We're posting this 1930 catalog for bedroom furniture today on account of Sarah Elisabeth Goode ...

Catalog titled "Restful Bedrooms", with a color illustration of a restful bedroom.

We're posting this 1930 catalog for bedroom furniture today on account of Sarah Elisabeth Goode (1850-1905), one of the first Black women to be issued a U.S. Patent in her own name on this date, July 14, in 1885.

Goode's patent, No. 322,177, was for a cabinet with a fold out bed that could be used during the day as a desk, a precursor to the Murphy bed, which was invented in 1900.

After being freed from slavery by the end of the Civil War, Goode moved to Chicago, where she and her her husband Archibald opened a furniture store.

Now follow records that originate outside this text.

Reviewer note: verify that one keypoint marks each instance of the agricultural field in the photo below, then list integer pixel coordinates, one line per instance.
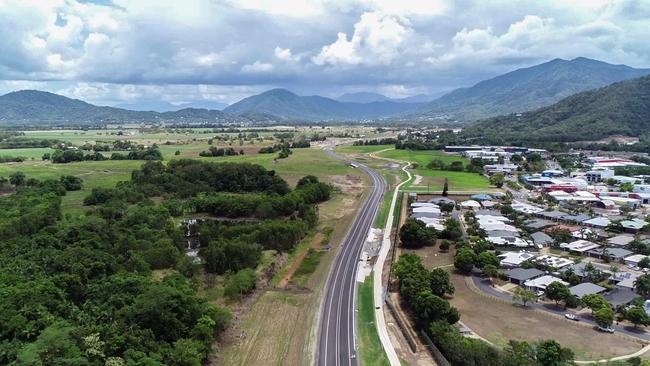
(371, 351)
(350, 149)
(429, 180)
(35, 153)
(275, 326)
(94, 174)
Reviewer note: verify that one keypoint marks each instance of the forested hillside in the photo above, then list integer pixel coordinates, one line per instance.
(620, 109)
(80, 291)
(529, 88)
(285, 104)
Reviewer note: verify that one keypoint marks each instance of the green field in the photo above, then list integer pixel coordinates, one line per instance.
(433, 180)
(107, 173)
(307, 267)
(29, 153)
(94, 174)
(422, 157)
(349, 149)
(371, 351)
(382, 214)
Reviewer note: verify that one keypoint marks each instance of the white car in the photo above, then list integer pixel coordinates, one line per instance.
(571, 317)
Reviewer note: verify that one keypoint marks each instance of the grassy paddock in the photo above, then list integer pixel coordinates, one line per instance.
(307, 267)
(371, 351)
(349, 149)
(382, 215)
(433, 180)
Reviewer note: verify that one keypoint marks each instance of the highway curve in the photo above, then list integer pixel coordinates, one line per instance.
(337, 336)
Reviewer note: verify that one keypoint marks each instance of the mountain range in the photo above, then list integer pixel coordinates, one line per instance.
(33, 106)
(527, 89)
(290, 106)
(517, 91)
(367, 97)
(622, 108)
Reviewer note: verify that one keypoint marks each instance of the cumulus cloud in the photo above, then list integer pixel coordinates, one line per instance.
(319, 46)
(377, 39)
(256, 67)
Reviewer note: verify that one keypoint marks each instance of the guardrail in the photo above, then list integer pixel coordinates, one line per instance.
(435, 352)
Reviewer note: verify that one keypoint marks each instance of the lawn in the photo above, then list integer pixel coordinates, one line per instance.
(485, 315)
(302, 162)
(371, 351)
(382, 215)
(29, 153)
(307, 267)
(422, 157)
(349, 149)
(94, 174)
(107, 173)
(433, 180)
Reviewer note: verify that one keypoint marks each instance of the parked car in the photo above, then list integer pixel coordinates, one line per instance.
(571, 316)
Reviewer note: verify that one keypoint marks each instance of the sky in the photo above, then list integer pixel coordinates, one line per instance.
(134, 52)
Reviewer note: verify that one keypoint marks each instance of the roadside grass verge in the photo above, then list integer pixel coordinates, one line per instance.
(371, 353)
(382, 215)
(350, 149)
(307, 267)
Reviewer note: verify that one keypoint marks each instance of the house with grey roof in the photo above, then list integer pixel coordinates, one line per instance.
(620, 240)
(586, 288)
(620, 296)
(579, 268)
(597, 222)
(615, 254)
(540, 238)
(520, 275)
(538, 224)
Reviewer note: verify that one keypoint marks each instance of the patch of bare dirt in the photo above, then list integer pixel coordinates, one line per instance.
(314, 244)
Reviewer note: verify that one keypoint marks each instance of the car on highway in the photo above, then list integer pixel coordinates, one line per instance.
(571, 316)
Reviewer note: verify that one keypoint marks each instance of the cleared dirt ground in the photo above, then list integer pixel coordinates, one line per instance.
(279, 328)
(499, 321)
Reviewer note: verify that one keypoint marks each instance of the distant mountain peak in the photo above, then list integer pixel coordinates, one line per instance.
(622, 108)
(362, 97)
(528, 88)
(288, 105)
(280, 92)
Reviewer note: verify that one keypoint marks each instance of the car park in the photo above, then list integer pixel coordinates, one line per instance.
(571, 316)
(606, 329)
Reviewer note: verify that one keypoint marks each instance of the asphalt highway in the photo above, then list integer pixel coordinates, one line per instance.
(337, 344)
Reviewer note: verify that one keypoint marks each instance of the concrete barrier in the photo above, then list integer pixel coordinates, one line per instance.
(402, 326)
(435, 352)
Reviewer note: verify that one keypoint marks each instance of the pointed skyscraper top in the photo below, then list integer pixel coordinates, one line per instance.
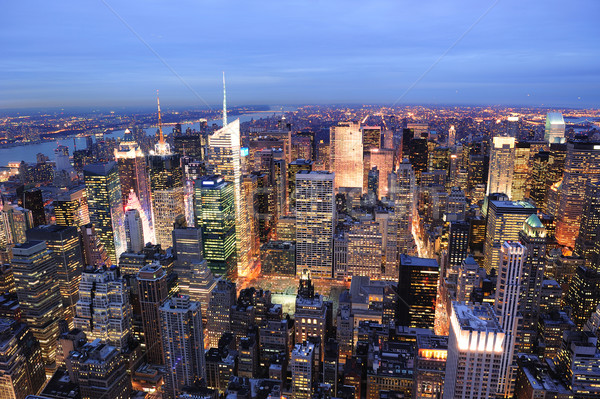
(224, 102)
(161, 138)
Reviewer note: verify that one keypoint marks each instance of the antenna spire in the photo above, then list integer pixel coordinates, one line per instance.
(161, 139)
(224, 102)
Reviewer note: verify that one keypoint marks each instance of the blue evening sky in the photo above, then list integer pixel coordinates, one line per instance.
(79, 53)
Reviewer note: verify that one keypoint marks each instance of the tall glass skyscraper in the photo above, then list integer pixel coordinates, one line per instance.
(315, 222)
(133, 174)
(501, 168)
(215, 216)
(346, 146)
(555, 128)
(106, 207)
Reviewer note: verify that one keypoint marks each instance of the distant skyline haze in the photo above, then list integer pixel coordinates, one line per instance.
(118, 53)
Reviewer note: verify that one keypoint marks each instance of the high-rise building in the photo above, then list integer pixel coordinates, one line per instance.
(504, 222)
(32, 200)
(106, 207)
(402, 191)
(384, 160)
(183, 343)
(215, 217)
(34, 269)
(152, 288)
(587, 243)
(94, 253)
(506, 306)
(103, 309)
(346, 143)
(134, 231)
(533, 237)
(193, 275)
(458, 243)
(302, 364)
(71, 208)
(66, 250)
(315, 222)
(312, 313)
(224, 160)
(468, 279)
(451, 136)
(583, 295)
(21, 362)
(371, 136)
(100, 371)
(475, 348)
(582, 165)
(417, 289)
(365, 249)
(167, 191)
(430, 366)
(222, 298)
(292, 170)
(555, 128)
(133, 175)
(521, 172)
(501, 169)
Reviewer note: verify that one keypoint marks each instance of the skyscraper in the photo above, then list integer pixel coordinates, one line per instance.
(504, 222)
(475, 348)
(133, 175)
(587, 244)
(152, 288)
(346, 144)
(302, 365)
(103, 310)
(21, 365)
(105, 206)
(166, 187)
(224, 160)
(64, 243)
(315, 222)
(506, 306)
(417, 288)
(134, 231)
(214, 208)
(501, 168)
(533, 237)
(293, 168)
(100, 371)
(71, 208)
(34, 270)
(582, 165)
(221, 300)
(555, 128)
(183, 343)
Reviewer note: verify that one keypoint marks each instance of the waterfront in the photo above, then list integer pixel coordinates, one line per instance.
(28, 152)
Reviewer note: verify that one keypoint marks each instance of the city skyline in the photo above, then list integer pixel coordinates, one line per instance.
(113, 54)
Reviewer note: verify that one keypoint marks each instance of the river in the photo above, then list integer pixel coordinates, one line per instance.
(28, 152)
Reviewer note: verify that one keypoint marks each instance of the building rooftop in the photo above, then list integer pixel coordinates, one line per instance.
(476, 317)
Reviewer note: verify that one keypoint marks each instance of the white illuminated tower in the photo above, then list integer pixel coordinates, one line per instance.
(451, 136)
(134, 232)
(133, 204)
(133, 175)
(183, 343)
(506, 305)
(315, 222)
(346, 147)
(166, 183)
(502, 159)
(555, 128)
(225, 160)
(475, 348)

Goode's invention was timely; housing in cities like Chicago was becoming increasingly crowded. Her invention was a direct response to complaints from customers looking for furniture that would address the problem of saving space in tight quarters.

Goode was preceded by other inventors, including Judy Woodford Reed (c.1826-c.1905), whose Patent No. 305,474 for a "Dough Kneader and Roller" was awarded on September 23, 1884 and was signed with an X, indicating that she was likely unable to read or write; as well as Martha Jones, who was granted U.S. patent No. 77,494 on May 5, 1868 for an improved threshing machine for corn.

It is likely these women were joined by others - since patents didn't record data about the race or gender of inventors, many women filed inventions using initials, and the identity of early inventors is often a mystery.

Other women were denied patent rights due to the law; in the many states where women were disallowed from owning property prior to 1900, this often extended to intellectual property, require the inventions of women to be patented in the name of husbands and other male relatives.

Additionally, patent law surrounding enslaved people largely allowed enslavers to take credit for the inventions of the people they held captive.

This changed on June 10, 1858, when the the U.S. Attorney General ruled that neither the slave or the slave owner could claim credit for inventions, declaring that the slave owner could not rightfully take the patent oath claiming invention (as it would be a lie) and neither could the enslaved person, as they were not considered citizens of the United States in the aftermath of the Supreme Court's ruling in Dred Scott v. Sandford.